Experiments and analysis

This study selects reading, writing and translation as the content for cognitive diagnostic assessment in the university English programme. Implementing a new round of reform, the examination has changed from focusing on language knowledge to focusing on comprehension, thinking judgments and logical thinking. English reading comprehension refers to the learners’ ability to construct meaning centered on the materials they read by using a variety of knowledge (including linguistic and non-linguistic knowledge) and strategies in the process of reading and processing written materials as readers. English writing competence refers to the learner’s ability to express information by means of written language (i.e., writing). English translation ability includes translation ability and interpretation ability. In our language testing system, more emphasis is placed on the examination of translation ability. Translation ability includes the communicative language ability of the two languages involved as well as the ability of translation strategy, which requires identifying, generalizing, analyzing and judging the source language text, and carrying out inter-language transformation on the basis of comprehensive understanding.
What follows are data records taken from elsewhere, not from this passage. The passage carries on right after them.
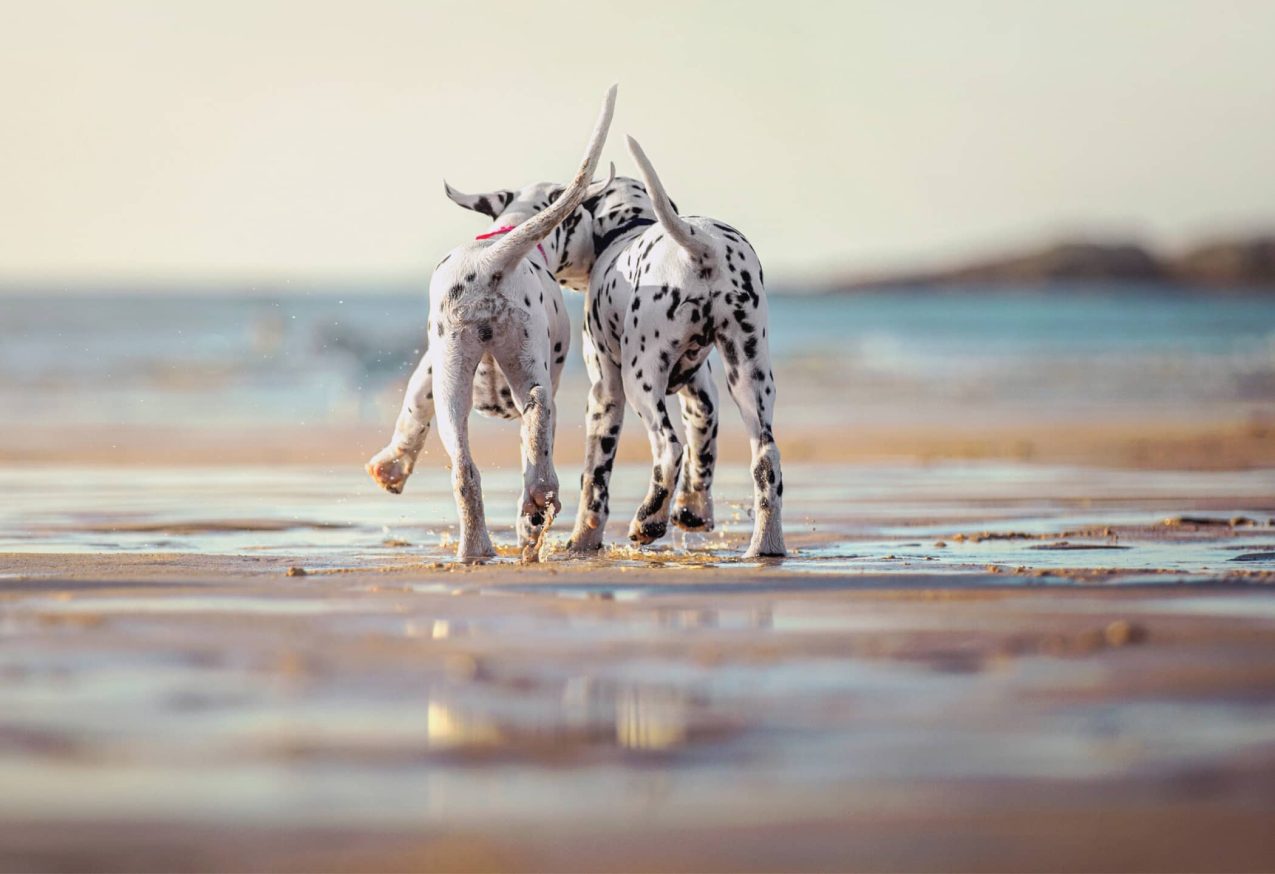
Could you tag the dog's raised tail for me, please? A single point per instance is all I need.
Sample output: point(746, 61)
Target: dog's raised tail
point(515, 245)
point(673, 225)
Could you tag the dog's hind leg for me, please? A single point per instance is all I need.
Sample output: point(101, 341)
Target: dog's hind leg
point(692, 507)
point(455, 362)
point(604, 417)
point(529, 380)
point(752, 387)
point(393, 465)
point(652, 518)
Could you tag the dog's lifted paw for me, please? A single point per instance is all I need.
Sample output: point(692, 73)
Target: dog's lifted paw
point(390, 470)
point(647, 532)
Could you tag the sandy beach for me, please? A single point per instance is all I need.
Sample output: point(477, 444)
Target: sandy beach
point(969, 664)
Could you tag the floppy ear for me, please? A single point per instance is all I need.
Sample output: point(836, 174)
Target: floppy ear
point(488, 204)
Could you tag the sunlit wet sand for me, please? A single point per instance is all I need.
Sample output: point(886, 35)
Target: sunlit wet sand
point(1074, 666)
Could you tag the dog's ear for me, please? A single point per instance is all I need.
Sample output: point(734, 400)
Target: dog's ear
point(488, 204)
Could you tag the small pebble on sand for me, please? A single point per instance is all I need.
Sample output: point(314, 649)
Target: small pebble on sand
point(1121, 633)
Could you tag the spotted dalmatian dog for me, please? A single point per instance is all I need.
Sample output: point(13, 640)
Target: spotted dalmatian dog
point(499, 336)
point(663, 292)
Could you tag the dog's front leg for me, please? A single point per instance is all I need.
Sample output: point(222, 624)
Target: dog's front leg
point(692, 507)
point(604, 416)
point(454, 378)
point(393, 465)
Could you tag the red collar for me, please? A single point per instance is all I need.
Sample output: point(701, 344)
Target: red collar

Determination of cognitive attributes

Identifying cognitive attributes of knowledge is a critical step in cognitive diagnosis, as different types of English test items assess different cognitive attributes. In this study, experts from the School of Foreign Languages were invited to collaboratively determine the cognitive attributes for college-level English reading comprehension, translation, and writing tasks. The cognitive attributes for reading items are defined as shown in Table 1, while the definitions for writing items are presented in Table 2, and the cognitive attributes for translation items are outlined in Table 3. The Q-matrix for the items is annotated on the test platform.

Datasets prepare

The data used in the experiment came from real data records generated by students’ practice in the English expert teaching classrooms participating in the determination of cognitive attributes of the test exercises in our university, containing the scores of 1000 students’ responses on 50 reading, writing and translation test questions, 38 of which were reading comprehension (objective questions), and 6 each of which were writing exercises and translation exercises (subjective questions). Behavior data were collected from the students, including three characteristics: the time when the students registered on the system, the time when the students completed the test questions, and the length of time the students took to complete the test question.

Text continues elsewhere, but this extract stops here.